The part in Durham I got to ride was shady and well-maintained but I'd never ride it again. I'm used to riding trails that have long stretches and don't cross dangerous, busy streets every block or so. While this trail would be *excellent* for walking and I do see people biking, it's not one I'd recommend for the latter. There are too many opportunities for a bad interaction with an inattentive driver. I had a near-miss with a driver who didn't respect the trail/crosswalk warning lights as it was.
A wonderful break from driving i95, thank you traillink, parking was easy and free. There are rolling hills and friendly walkers.
Let's start with this.
The trail is not flat.
Level, yes. Paved, yes. Mile markers every half mile. Mostly shaded (good on a very hot day) Flat, no.
There are a couple pretty decent hills, saw a biker walking her bike up one.
If you start at Jordan soccer park, it is mostly down hill, which means back up.

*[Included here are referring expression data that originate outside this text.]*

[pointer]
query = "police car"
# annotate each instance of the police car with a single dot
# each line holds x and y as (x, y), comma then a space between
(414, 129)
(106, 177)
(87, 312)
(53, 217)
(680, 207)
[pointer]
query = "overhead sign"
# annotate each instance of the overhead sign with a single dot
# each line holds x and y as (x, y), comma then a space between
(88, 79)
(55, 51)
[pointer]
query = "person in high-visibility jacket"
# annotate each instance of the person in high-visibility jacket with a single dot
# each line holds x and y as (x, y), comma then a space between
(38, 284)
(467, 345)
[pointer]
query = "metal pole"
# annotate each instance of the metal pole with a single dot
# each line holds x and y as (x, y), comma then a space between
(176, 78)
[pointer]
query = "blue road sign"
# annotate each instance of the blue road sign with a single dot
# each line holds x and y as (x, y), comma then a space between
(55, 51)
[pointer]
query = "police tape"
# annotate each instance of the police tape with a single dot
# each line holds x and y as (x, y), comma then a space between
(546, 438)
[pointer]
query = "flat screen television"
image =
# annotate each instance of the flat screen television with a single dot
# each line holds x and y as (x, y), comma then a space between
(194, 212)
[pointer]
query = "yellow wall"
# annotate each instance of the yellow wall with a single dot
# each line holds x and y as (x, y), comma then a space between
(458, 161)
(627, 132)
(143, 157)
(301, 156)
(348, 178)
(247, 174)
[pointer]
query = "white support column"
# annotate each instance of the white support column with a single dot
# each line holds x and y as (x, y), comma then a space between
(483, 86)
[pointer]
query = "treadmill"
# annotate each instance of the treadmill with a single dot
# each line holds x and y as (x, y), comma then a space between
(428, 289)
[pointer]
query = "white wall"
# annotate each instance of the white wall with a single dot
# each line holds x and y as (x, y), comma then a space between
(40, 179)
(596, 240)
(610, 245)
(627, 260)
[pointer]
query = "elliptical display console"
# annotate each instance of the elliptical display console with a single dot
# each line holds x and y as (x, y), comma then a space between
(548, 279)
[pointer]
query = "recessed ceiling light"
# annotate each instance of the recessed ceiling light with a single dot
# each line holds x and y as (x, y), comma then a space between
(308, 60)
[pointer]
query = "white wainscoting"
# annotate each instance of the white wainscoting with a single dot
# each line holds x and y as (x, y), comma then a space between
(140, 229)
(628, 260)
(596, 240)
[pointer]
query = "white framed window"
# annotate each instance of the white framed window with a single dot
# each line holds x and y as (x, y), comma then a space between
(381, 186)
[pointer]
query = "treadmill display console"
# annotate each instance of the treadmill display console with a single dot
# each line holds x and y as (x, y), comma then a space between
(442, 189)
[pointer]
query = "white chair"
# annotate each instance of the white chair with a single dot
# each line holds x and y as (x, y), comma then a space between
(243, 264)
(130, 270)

A couple little bridges, one good size covered bridge over the creeks make for nice scenary, along with the skinny squirrels.
Another runner said the further end was more flat. Next visit I'll plan to run entire trail.
So, as usual. If in the area and want to get a few miles in, head here. You will enjoy the trail and the challenge.
This greenway is poorly marked and the trail is broken in places by a detour through busy city streets and 50 mph traffic. This was an awful ride spent being slightly lost and pretty frustrated at the large detour required to get back on the greenway trail. I won’t be back.
I'm fortunate to live within walking distance of the ATT. I walk or bike on it almost every day. Most of my mileage is on the southern half of the trail, south of Southpoint shopping mall. With that in mind here are my observations:
It doesn't have much dramatic scenery, but it does have and promote a sense of serenity along most of its length, which is all the more amazing when you consider that it cuts right through the busy RTP metropolitan area.
The trail is ALWAYS well maintained.
At the southern terminus of the trail, you can see that the rail bed continues, but is blocked by a barricade. Looking at the satellite photos of this area My fervent hope is that one day the rail-trail will be extended down this corridor.
As you would expect in an urban area, the trail can get overcrowded--especially on weekends.
I used to live right on the ATT and absolutely loved it. The trail is nicely kept and is shaded through many parts of it. The ATT made my runs so easy and it is easily one of my favorite trails that I have ever ran.
Great trail for a morning walk. It's part of the Cary Greenway and connects to other trails
I had an extra day to spend in the Triangle before heading home, and was excited to squeeze in a ride on this trail. I parked at the White Oak trailhead, which has restrooms. The stone trail was among the best I’ve ever seen; extremely wide, smooth, well-packed. Lots of tree cover, gentle hills. They use the old-fashioned access control gates on this trail, which are a bit narrow to ride through even at a slow speed. But road crossings were not too frequent and didn’t slow me down.
Even though it was a Saturday and a lot of people were using the trail, I didn’t feel hampered to ride at a (relatively) fast pace. The mix of families with strollers, walkers, runners, and riders all got along quite well. I rode to the end of the stone section, then back past my car to the paved section and into Durham. There was a bigger hill and one very urban area where the trail narrows and becomes effectively a sidewalk, then opens up a bit and dives back into the trees. I continued to Mile 5 and turned around where it seemed to be getting more urban again.
And despite the trail’s name, not a single smoker in sight the whole way.
I have wobbly ankles so some of the trail was moderately challenging (as opposed to running on flat asphalt) but it is truly gorgeous scenery and a lovely run. The restrooms were clean, the views were gorgeous and I look forward to running here frequently and bringing my kids to kayak. I'd easily rate it 5 stars, however I tripped on a root and gouged my knee pretty badly. If I wasn't so clumsy this would definitely rate 5 out of 5 stars.